Tuesday, February 12, 2013

An Ecclesiastical Peculiar

An informed observer has raised a question about the timeline from the Freedom for St Mary blog that I quoted in yesterday's post.
I have a clear recollection of reading in The Christian Challenge at the time, ca. 1992, that when Fr. Wilcox came to St. Mary as its Rector he was an ACC priest and St. Mary was an ACC church (meaning the majority portion of the ACC that had rejected the merger between the minority of the ACC and the AEC, and which called itself the ACA). Subsequently, Wilcox had a fight with the ACC's Bishop Seeland, which led to both Wilcox and St. Mary switching to the ACA, which was then, of course, headed by Falk[.]
I've raised this with other informed parties, who tell me that as of the early 1990s, St Mary of the Angels Hollywood was an "ecclesiastical peculiar" under Bishop Falk. A google search on this term turns up not much useful, other than an impression that in the Church of England, ecclesiastical peculiars seem to have been abolished around the same time as rotten boroughs, for roughly the same reasons. That Bishop Falk and the ACA would be perpetuating practices long abandoned elsewhere as corrupt is, as we've already seen, not a surprise -- but perpetuate Anglican purity we must!

Fr Wilcox, I'm told, came from the ACC parish St Luke's La Verne, CA and had been an ACC priest. St Mary's jurisdiction appears to have been an "ecclesiastical peculiar" until 1994, when Falk ordered the parish to attend the ACA diocesan synod in San Jose and vote for Falk's preferred candidate for Bishop of the West, Robin Connors, who was consecrated ACA Bishop of the West at St Mary of the Angels in 1995. St Mary's formal admission to the ACA as a parish other than a "peculiar" appears to have happened at the time of the 1994 synod.

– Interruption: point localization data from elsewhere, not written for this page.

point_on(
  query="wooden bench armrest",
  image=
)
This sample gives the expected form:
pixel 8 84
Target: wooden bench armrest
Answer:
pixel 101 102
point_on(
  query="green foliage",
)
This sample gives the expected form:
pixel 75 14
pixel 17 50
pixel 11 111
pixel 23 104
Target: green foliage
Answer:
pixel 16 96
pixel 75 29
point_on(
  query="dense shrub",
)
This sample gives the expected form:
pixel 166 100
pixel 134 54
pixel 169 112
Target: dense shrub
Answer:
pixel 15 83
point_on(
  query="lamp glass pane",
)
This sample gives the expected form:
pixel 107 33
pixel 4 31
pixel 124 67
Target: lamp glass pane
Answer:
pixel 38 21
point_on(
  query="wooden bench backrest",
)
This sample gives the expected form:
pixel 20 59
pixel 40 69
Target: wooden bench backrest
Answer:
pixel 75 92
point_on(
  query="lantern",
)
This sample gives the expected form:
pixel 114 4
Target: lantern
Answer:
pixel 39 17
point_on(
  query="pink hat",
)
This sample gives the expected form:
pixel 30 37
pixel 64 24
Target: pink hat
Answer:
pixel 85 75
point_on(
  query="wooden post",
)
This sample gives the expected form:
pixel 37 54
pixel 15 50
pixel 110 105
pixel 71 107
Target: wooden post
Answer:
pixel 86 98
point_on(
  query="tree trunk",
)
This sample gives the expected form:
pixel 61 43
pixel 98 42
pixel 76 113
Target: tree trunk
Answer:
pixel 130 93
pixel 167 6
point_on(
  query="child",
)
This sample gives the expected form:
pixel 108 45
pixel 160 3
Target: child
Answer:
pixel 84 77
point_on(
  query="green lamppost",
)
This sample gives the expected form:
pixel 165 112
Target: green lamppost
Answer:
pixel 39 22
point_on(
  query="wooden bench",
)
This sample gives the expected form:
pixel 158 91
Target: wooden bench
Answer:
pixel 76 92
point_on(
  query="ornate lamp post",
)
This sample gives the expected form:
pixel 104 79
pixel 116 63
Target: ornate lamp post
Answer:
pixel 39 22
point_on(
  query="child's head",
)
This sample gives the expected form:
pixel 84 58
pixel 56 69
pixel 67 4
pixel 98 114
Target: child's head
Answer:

Prior to that, apparently in 1993, there was a confrontation between Fr Wilcox and Bishop Seeland on the St Mary's steps. It appears that Seeland had been elected ACC Bishop of the Pacific and Southwest, but had not yet been consecrated. As a result, Wilcox felt that Seeland, as only a bishop-elect, was not eligible to make an episcopal visit to the parish, whose status appears to have been unclear in any case. Wilcox, by this account, raised his hand in a gesture to block Seeland's entry, which Seeland interpreted as an attempt to strike him, and this caused Wilcox's inhibition as an ACC priest.

A news item from 2005 apparently also refers to this episode:

"(The politics) took a toll on the parish, because that's not why people come to church," Wilcox said. "At one point they erected a chain-link fence because there were rumors the bishop would come and try to take the property. . ."
Clearly, controversy, ambiguous authority, and angry bishops trying to seize the place are nothing new in the parish's history. If anyone knows more about Bishop Connors, Bishop Seeland, "ecclesiastical peculiars" and anything else relating to this period in the parish history, I will be most eager to hear it. UPDATE: Another knowledgeable party e-mails me to say it was his impression that the chain link fence episode dated from the original break with The Episcopal Church. Again, any information with be appreciated.